House debates

Monday, 23 February 2009

Private Members’ Business

Health Services in Regional, Rural and Remote Areas

9:02 pm

Photo of Kay HullKay Hull (Riverina, National Party) Share this | Hansard source

I would like to congratulate the member for Farrer for bringing forward this very crucial and vital private member’s business and for the way she has put it together, with thought and commitment to her electorate and to rural and regional areas. I would like to support the member for Farrer in raising some of the issues that are certainly impacting upon rural and regional areas. My most significant concern at the moment is the lack of obstetricians being attracted to the Riverina region, and obviously to regions right across Australia but most particularly in New South Wales. We had a practising obstetrician in the public sector. He was overrun and overwrought and eventually, after telling the state government time after time that he could not continue like that, he eventually had to resign. In place of that local obstetrician we now have a 19,000-kilometre fly-in fly-out arrangement at the Wagga Wagga Base Hospital. We bring in an obstetrician from London. I will quote from the Wagga Wagga Daily Advertiser, which stated that ‘the costly travel exercise has been going on for 12 months’. The position on offer is for a Director of Obstetrics, but it has not been accepted by the obstetrician who has been flying in and flying out from London for 12 months now to the Wagga Wagga Base Hospital.

The practice of flying locums in to cover the shortage of doctors in Wagga Wagga has been at significant cost to the people—about $320,000 per doctor a year. But the problem that I would like to raise is that a doctor has been flying in and flying out from London to provide the service at Wagga Wagga Base Hospital and this position has not been advertised on the New South Wales Health website in order to give other candidates the opportunity to apply. That is of great concern. I think that that has been rectified since the doctor has determined that he is not going to take up residence, but this is where money is required—in recruitment and retention. We have a fabulous recruitment and retention committee in Wagga Wagga. I think it is unique. A group of specialists with private money have set up their own recruitment and retention workgroup. They have an executive officer who goes off to conferences and health gatherings of doctors all over the country recruiting specialists to come to the Riverina.

We have significant problems. Dialysis particularly in Wagga Wagga Base Hospital is certainly a challenge. Many people drive for many hours to receive dialysis three, four or five days a week, but family members have to wait outside in the car park for the five hours of dialysis time because there is nowhere in the Wagga Wagga Base Hospital for them to wait for their family member or the person they travelled with.

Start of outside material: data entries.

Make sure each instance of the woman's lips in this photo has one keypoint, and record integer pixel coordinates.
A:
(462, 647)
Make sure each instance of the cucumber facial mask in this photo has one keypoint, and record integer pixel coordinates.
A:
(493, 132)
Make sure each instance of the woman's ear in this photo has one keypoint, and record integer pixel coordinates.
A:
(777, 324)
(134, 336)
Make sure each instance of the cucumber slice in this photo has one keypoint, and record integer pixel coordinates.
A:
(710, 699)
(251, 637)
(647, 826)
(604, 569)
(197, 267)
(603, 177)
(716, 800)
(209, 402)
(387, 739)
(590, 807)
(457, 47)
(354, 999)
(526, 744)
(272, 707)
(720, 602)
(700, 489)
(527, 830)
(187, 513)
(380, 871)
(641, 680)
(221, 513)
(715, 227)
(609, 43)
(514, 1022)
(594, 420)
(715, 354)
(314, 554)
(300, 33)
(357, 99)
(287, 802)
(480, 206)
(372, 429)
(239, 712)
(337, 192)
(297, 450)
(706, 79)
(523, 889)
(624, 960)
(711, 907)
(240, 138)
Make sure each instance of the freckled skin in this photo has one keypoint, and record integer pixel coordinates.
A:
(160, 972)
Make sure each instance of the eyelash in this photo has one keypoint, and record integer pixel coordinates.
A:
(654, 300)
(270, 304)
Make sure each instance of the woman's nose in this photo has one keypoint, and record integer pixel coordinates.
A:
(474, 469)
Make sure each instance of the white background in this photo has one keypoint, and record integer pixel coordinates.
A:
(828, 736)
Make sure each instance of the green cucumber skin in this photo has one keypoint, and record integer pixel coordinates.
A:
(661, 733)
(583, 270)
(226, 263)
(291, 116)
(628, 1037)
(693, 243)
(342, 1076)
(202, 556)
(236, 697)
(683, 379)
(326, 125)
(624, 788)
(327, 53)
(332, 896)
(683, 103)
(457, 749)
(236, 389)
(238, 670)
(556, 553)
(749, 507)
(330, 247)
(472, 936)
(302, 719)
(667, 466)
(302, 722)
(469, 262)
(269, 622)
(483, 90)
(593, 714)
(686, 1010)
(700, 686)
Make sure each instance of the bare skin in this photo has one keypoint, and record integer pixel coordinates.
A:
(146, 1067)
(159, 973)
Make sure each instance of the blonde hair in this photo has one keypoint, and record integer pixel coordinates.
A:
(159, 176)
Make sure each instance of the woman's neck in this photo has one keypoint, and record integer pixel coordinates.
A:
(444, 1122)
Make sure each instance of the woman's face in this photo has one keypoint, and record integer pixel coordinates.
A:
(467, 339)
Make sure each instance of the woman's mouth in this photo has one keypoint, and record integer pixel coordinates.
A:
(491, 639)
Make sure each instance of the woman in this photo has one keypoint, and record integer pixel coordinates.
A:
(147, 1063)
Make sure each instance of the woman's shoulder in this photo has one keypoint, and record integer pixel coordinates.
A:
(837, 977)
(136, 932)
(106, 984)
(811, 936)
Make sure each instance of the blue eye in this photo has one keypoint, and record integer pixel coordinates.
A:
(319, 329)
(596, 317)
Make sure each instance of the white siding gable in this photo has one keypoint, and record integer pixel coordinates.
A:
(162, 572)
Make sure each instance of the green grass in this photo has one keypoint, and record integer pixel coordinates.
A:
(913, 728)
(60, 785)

There has to be a different view on how we are going to attract particular specialty crafts. I refer back to obstetrics. There must be cooperation between midwifery and obstetrics. There needs to be a new model of care for obstetrics. Money should be allocated by government, including the state government, to encourage new models of how we are going to deliver services to rural and regional Australians. I am very pleased to have the A healthier future for all Australians—interim report December 2008, wherein there has been some consideration given as to how we start to resolve these issues. I would certainly encourage the government to have further talks with New South Wales— (Time expired)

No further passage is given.